Granny’s recipe for beeswax and turpentine polish
Granny took me to the cheese-room above the old dairy where she kept all her fabric. We found some pale blue linen and cotton tapes to make a sewing bag to hang on the back of the chair.
She turned back the heavy Welsh tapestry cloth covering the kitchen table, and folded the linen into three. I measured the height and width of the chair back. Pins marked the cutting lines. I handed her the battered brown cardboard box that held her black-handled scissors.

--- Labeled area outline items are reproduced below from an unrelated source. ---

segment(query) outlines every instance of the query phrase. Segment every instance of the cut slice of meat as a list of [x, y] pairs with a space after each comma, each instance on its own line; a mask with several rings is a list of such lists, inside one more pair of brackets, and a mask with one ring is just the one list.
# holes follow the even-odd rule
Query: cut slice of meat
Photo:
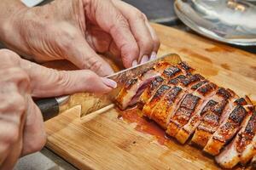
[[143, 74], [129, 80], [116, 98], [116, 103], [121, 110], [137, 103], [140, 94], [144, 91], [149, 82], [156, 76], [162, 74], [167, 62], [160, 62], [152, 68], [148, 68]]
[[179, 87], [173, 87], [165, 96], [164, 99], [158, 105], [151, 115], [151, 118], [166, 129], [170, 116], [173, 113], [175, 106], [184, 95], [185, 92]]
[[[254, 156], [256, 156], [256, 110], [253, 110], [253, 115], [251, 117], [247, 126], [246, 127], [245, 133], [243, 133], [243, 139], [241, 140], [240, 148], [245, 147], [245, 144], [248, 144], [241, 156], [241, 163], [247, 163]], [[250, 142], [251, 141], [251, 142]]]
[[162, 84], [166, 84], [171, 79], [185, 77], [186, 75], [191, 74], [193, 70], [189, 67], [185, 63], [180, 63], [178, 65], [171, 65], [166, 68], [162, 75], [161, 78], [155, 78], [149, 86], [145, 89], [137, 103], [139, 109], [143, 109], [144, 105], [149, 101], [150, 98], [155, 94], [156, 90]]
[[253, 168], [256, 168], [256, 154], [254, 155], [254, 156], [253, 157], [252, 159], [252, 166], [253, 166]]
[[177, 133], [175, 138], [181, 144], [184, 144], [190, 135], [194, 133], [204, 113], [217, 104], [215, 101], [218, 101], [218, 96], [215, 95], [217, 92], [217, 86], [214, 83], [209, 82], [193, 93], [194, 95], [201, 99], [201, 105], [196, 107], [189, 121]]
[[150, 99], [149, 102], [148, 102], [143, 109], [143, 114], [147, 116], [148, 118], [151, 118], [151, 114], [154, 109], [156, 107], [157, 104], [164, 99], [164, 96], [167, 94], [167, 92], [171, 89], [171, 86], [168, 85], [161, 85], [159, 89], [155, 92], [154, 96]]
[[182, 99], [180, 105], [175, 111], [167, 127], [166, 133], [172, 137], [175, 137], [178, 131], [189, 120], [193, 112], [199, 107], [201, 99], [193, 95], [191, 93], [187, 94]]
[[[204, 151], [212, 156], [219, 154], [222, 147], [229, 142], [237, 133], [241, 128], [241, 123], [243, 121], [247, 111], [244, 106], [234, 102], [235, 109], [228, 116], [224, 118], [219, 128], [212, 134], [204, 148]], [[233, 107], [234, 108], [234, 107]]]
[[231, 106], [233, 107], [233, 105], [229, 105], [229, 103], [233, 104], [235, 100], [235, 93], [233, 91], [219, 88], [216, 96], [218, 97], [215, 100], [216, 105], [212, 104], [210, 105], [210, 108], [206, 108], [202, 110], [204, 116], [191, 140], [192, 143], [201, 148], [206, 146], [211, 136], [219, 127], [220, 117], [224, 114], [228, 114], [231, 110]]
[[179, 68], [178, 66], [169, 66], [162, 73], [160, 76], [155, 77], [154, 81], [151, 82], [150, 85], [145, 89], [143, 94], [138, 99], [138, 108], [143, 109], [144, 105], [149, 100], [149, 99], [154, 95], [159, 87], [162, 84], [166, 84], [167, 81], [171, 78], [175, 77], [178, 75], [186, 75], [185, 70]]
[[247, 163], [256, 154], [253, 146], [255, 132], [256, 112], [253, 114], [252, 110], [248, 110], [248, 114], [241, 123], [241, 129], [233, 141], [215, 157], [216, 162], [224, 168], [232, 168], [239, 162]]
[[172, 88], [160, 100], [157, 106], [154, 108], [151, 118], [163, 128], [166, 129], [177, 105], [180, 105], [180, 101], [185, 97], [185, 94], [193, 91], [193, 89], [190, 89], [192, 86], [197, 85], [197, 87], [200, 87], [198, 84], [203, 85], [202, 82], [206, 83], [204, 77], [198, 74], [187, 76], [180, 75], [171, 79], [168, 82], [168, 85], [172, 87]]

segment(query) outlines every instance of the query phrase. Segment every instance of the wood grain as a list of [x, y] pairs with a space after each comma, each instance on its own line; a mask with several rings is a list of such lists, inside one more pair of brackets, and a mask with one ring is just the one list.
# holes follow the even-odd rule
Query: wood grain
[[[159, 55], [177, 53], [203, 76], [256, 100], [256, 55], [153, 24]], [[60, 65], [56, 65], [60, 68]], [[65, 66], [64, 66], [65, 67]], [[118, 119], [114, 109], [80, 119], [80, 106], [45, 122], [47, 147], [81, 169], [218, 169], [212, 158], [174, 140], [169, 147]]]

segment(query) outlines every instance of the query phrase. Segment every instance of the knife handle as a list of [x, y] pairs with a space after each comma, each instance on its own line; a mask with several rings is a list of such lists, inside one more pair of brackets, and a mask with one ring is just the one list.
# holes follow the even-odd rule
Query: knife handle
[[35, 101], [40, 109], [44, 121], [47, 121], [59, 114], [59, 103], [55, 98], [47, 98]]

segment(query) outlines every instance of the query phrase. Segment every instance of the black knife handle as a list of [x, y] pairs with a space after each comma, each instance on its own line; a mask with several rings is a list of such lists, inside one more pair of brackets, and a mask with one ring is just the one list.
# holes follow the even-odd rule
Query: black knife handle
[[47, 121], [59, 114], [59, 104], [55, 98], [47, 98], [35, 101], [40, 109], [44, 121]]

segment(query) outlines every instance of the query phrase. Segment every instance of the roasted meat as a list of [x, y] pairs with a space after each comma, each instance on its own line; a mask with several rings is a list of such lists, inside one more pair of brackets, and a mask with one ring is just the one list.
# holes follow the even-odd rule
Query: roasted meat
[[185, 77], [185, 76], [190, 74], [191, 71], [193, 71], [193, 70], [184, 63], [180, 63], [177, 66], [171, 65], [167, 67], [163, 71], [162, 75], [155, 77], [155, 79], [151, 82], [150, 85], [142, 94], [137, 102], [138, 107], [143, 109], [144, 105], [149, 100], [160, 85], [166, 84], [171, 79], [179, 78], [182, 76]]
[[222, 147], [229, 142], [241, 128], [241, 123], [247, 114], [247, 111], [239, 104], [235, 103], [233, 110], [221, 122], [217, 131], [212, 135], [204, 151], [217, 156]]
[[[256, 156], [256, 111], [247, 99], [218, 87], [184, 62], [158, 64], [129, 80], [117, 98], [121, 109], [137, 104], [166, 134], [216, 156], [223, 167]], [[255, 158], [256, 159], [256, 158]]]
[[201, 111], [203, 116], [192, 138], [192, 142], [204, 148], [211, 136], [218, 129], [221, 117], [226, 117], [231, 110], [235, 93], [230, 89], [219, 88], [216, 95], [209, 100]]
[[224, 168], [231, 168], [238, 162], [246, 164], [256, 154], [255, 133], [256, 112], [248, 110], [241, 130], [233, 141], [216, 156], [216, 162]]
[[154, 77], [160, 76], [169, 65], [170, 64], [167, 62], [160, 62], [138, 76], [129, 80], [116, 98], [119, 107], [124, 110], [136, 104], [147, 85]]

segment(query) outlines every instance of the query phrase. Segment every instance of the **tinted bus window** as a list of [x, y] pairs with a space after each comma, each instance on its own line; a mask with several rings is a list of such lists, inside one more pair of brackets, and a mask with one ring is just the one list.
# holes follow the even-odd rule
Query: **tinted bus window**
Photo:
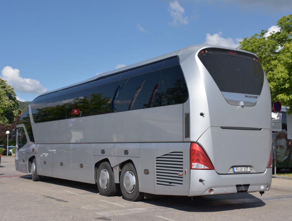
[[22, 127], [17, 129], [17, 143], [16, 147], [18, 149], [21, 148], [25, 145], [27, 142], [26, 136], [24, 130]]
[[[212, 49], [210, 49], [211, 50]], [[228, 54], [225, 51], [204, 54], [200, 60], [222, 92], [259, 95], [264, 72], [252, 56]]]
[[163, 64], [163, 65], [161, 67], [161, 68], [165, 68], [166, 67], [171, 67], [172, 66], [175, 66], [178, 65], [179, 64], [178, 61], [178, 58], [177, 57], [175, 57], [172, 58], [168, 59]]
[[162, 61], [128, 71], [124, 72], [123, 75], [123, 78], [128, 78], [134, 76], [159, 70], [165, 62], [165, 60]]
[[29, 118], [29, 113], [28, 108], [26, 109], [25, 111], [22, 114], [18, 124], [20, 124], [23, 123], [25, 127], [25, 129], [27, 132], [28, 136], [31, 142], [34, 142], [34, 135], [32, 133], [32, 125], [30, 123], [30, 119]]
[[165, 68], [161, 71], [166, 105], [185, 102], [189, 95], [180, 66], [178, 65]]
[[30, 105], [32, 118], [35, 123], [46, 121], [46, 96], [45, 95], [37, 98], [32, 102]]
[[91, 82], [64, 90], [67, 119], [91, 115], [89, 87], [91, 83]]
[[92, 115], [122, 111], [121, 74], [114, 75], [92, 83], [90, 88], [90, 105]]
[[61, 92], [53, 93], [55, 96], [46, 100], [46, 121], [63, 120], [66, 118], [64, 95], [59, 95]]
[[123, 79], [121, 84], [125, 110], [165, 105], [159, 71]]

Even now I feel the weight of the flat box in my hands, WILKINSON Sidebent 9” Tailor’s Shears Price £2 7s 6d in heavy red print on its side.
No one was allowed to touch them. They were strictly reserved for cutting fabric. I can hear the special sound the blades made as they worked against the table top. As Granny cut, she supported the fabric with her left hand. The veins on the back of her hands stood out like road maps beneath her paper-thin browned skin. My own hands now look exactly the same.
The heavy cast iron black-and silver Singer sewing machine came out from the cupboard under the stairs. The small flat key was looped through the handle of plywood case, with some frayed white string, now turned brown through years of use. As the lid came off, the exotically swirling gold patterns, synonymous with Singer, blazed across the front.
The routine was always the same. The lid was put on the floor under the table. The handle was snapped into place across the wheel. The machine was dusted, and the round metal shuttle filled with the appropriate coloured thread. This was the bit I loved. I was allowed to turn the handle to fill the shuttle. In no time at all, my sewing bag emerged.
Beloved old bones
Granny, undisputed queen of neat-and-tidy, stitched pockets to the front of the bag for all my sewing things. She embroidered my name across the top, and then it was my turn. I decorated each pocket with cross stitch. I too share the family need for order. Even as a child, I loved the way each pocket was made to measure and everything fit so perfectly.
After Granny died, I completely forgot about the chair. It re-emerged recently, during the latest family move and subsequent declutter. Sadly, during its journey from one attic to the next, my bag has been lost.
I rubbed beeswax and turpentine into the wood, and felt strongly connected with my past. For the first time, I truly appreciate the skill and care that went into its creation. Each spindle felt different as my hand slid the waxy cloth down and up its length. Powerful images of Martie, the spar-maker’s granddaughter in Thomas Hardy’s The Woodlanders, sprang to mind. Her spars were deemed good enough for making chairs just like mine; not thatching, as was their intended use.
I wondered who made three of these spindles, who made the chair, and when? Sadly, there are probably no answers. The keepers of that knowledge have long gone, taking it with them.
I certainly didn’t inherit the family’s height genes, being only marginally taller now than I was at eight. My chair is as suited to me as when Uncle John made it so. As I sat on it once more, I became aware that the spindles have worked loose again. This time, another’s skills must be found to craft a sympathetic repair. My bones inform me that a cushion is sorely needed now, too.
But even without the sewing bag, the threads of my past have me securely grounded in my present. My own kitchen chair is now my regular spinning chair.